5. Make America Great Again. O slogan é originalmente da era Reagan nos anos 1980. Trump apropriou-se dele e usou-o até à exaustão na sua campanha eleitoral de 2016. A partir de 20/1 saberemos como será a sua prática política. Até agora, lembra um imperador romano chegado ao poder após o apogeu do império. Vê-o em declínio e decadente nos costumes e propõe-se regenerá-lo. Para Trump, os EUA estão desgastados pelo excesso de alianças e moralmente corroídos pelo vírus politicamente correcto. Vai restaurar a sua grandiosidade acabando com os maus hábitos da ordem liberal internacional. A NATO é obsoleta e os aliados empurraram o fardo da sua defesa para os EUA. Pôr os aliados a pagar mais e construir boas relações com a Rússia de Putin vai aliviar o fardo. Quanto aos aliados e amigos, como o Japão e a Alemanha, exportam agressivamente os seus produtos — especialmente automóveis —, dando muito pouco em troca. Não investem para criar fábricas e empregos nos EUA. Isso vai acabar. A maior ameaça vem da China, o grande rival e inimigo, político e comercial. Pretende ser a maior potência naval da Ásia-Pacífico e disputar a supremacia global. Manipula a taxa de câmbio para aumentar a competitividade das suas exportações. A China será posta no seu lugar. A questão de Taiwan é útil para a pressionar. No hemisfério ocidental, os bárbaros estão às portas. Alguns já se infiltraram no interior do território. A inviolabilidade da fronteira Sul será garantida ao longo de mais de três mil quilómetros. Será um limes mexicanus pago pelos próprios.

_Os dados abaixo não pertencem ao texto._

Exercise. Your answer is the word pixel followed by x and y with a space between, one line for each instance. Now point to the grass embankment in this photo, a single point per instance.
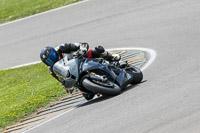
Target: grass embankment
pixel 23 90
pixel 15 9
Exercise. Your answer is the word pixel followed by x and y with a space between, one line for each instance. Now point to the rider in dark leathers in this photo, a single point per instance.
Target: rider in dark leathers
pixel 50 55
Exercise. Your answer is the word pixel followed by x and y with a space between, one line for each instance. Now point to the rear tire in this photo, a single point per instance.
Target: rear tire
pixel 96 88
pixel 137 74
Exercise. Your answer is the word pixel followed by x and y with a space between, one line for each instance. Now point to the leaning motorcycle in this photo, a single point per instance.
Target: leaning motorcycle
pixel 96 76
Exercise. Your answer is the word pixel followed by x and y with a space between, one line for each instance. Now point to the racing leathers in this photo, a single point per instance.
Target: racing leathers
pixel 82 48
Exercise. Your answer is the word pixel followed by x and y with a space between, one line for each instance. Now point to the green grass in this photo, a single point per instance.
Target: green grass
pixel 23 90
pixel 15 9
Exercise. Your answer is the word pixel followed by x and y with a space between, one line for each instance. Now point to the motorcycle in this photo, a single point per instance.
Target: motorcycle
pixel 96 76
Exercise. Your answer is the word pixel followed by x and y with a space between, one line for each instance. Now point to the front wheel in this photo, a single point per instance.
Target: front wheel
pixel 97 88
pixel 88 96
pixel 137 74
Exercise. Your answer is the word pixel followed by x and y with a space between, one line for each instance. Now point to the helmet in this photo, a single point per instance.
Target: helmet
pixel 49 56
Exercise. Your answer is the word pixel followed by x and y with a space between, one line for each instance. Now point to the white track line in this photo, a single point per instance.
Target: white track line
pixel 152 57
pixel 25 64
pixel 45 12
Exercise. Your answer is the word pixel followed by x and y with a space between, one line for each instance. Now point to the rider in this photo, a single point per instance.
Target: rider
pixel 50 55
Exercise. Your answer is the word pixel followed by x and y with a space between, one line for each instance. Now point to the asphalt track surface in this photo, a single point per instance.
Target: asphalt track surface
pixel 168 100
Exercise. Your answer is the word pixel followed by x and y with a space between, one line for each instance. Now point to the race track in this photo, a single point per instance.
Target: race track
pixel 169 99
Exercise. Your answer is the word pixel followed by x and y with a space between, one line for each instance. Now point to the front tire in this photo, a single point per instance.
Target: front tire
pixel 88 96
pixel 96 88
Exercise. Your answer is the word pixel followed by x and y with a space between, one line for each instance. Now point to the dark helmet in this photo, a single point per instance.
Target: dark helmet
pixel 49 56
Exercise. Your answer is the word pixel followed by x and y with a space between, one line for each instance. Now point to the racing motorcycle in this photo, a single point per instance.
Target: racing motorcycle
pixel 96 76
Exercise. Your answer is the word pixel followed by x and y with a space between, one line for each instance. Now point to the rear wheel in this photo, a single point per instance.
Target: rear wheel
pixel 137 74
pixel 88 96
pixel 101 88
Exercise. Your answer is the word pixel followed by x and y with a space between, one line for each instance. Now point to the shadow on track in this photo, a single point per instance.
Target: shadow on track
pixel 102 98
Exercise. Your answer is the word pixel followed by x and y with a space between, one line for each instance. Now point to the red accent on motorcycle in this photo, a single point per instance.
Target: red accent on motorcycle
pixel 89 53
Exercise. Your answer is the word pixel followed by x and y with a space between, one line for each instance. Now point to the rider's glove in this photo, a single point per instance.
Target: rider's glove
pixel 84 46
pixel 116 57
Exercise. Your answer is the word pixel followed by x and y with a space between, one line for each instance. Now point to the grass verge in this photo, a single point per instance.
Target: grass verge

6. No México, tudo que se passa no seu poderoso vizinho do Norte tem grandes repercussões — e nesta altura passa-se muita coisa. A apreensão é elevada. O Tratado NAFTA era uma expressão da ordem liberal. Agora, Trump quer as empresas norte-americanas de regresso e devolver em massa os migrantes ilegais mexicanos. Tal como a maioria dos líderes europeus, Enrique Peña Nieto, o Presidente mexicano, não sabe como lidar com esta viragem. A reentrada de Luis Videgaray no seu governo, agora como Ministro dos Negócios Estrangeiros, espelha a confusão. (Tinha sido afastado do governo em Agosto de 2016, onde ocupava o cargo de Ministro das Finanças. Não resistiu à polémica de ter facilitado o encontro entre Trump e o Presidente mexicano.) O México é um dos casos onde a ordem liberal internacional, no sentido económico e político do termo, está a ser posta em causa. Aliados, amigos e inimigos dos EUA estavam habituados a essa ordem liberal e à estratégia que lhe está subjacente há setenta anos — funcionou genericamente desde o Presidente Truman, no pós-II Guerra Mundial, até Obama no passado recente. Combinava o soft power (o poder de sedução das instituições e ideias liberais e democráticas), com o hard power (um enorme poder militar global), para projectar influência no mundo. Trump vê na ordem liberal um fardo criado pelo Partido Democrata e rejeita-a. Aliados, amigos e inimigos dos EUA estão perplexos. O mundo herdado do pós-II Guerra Mundial pode ter chegado ao fim.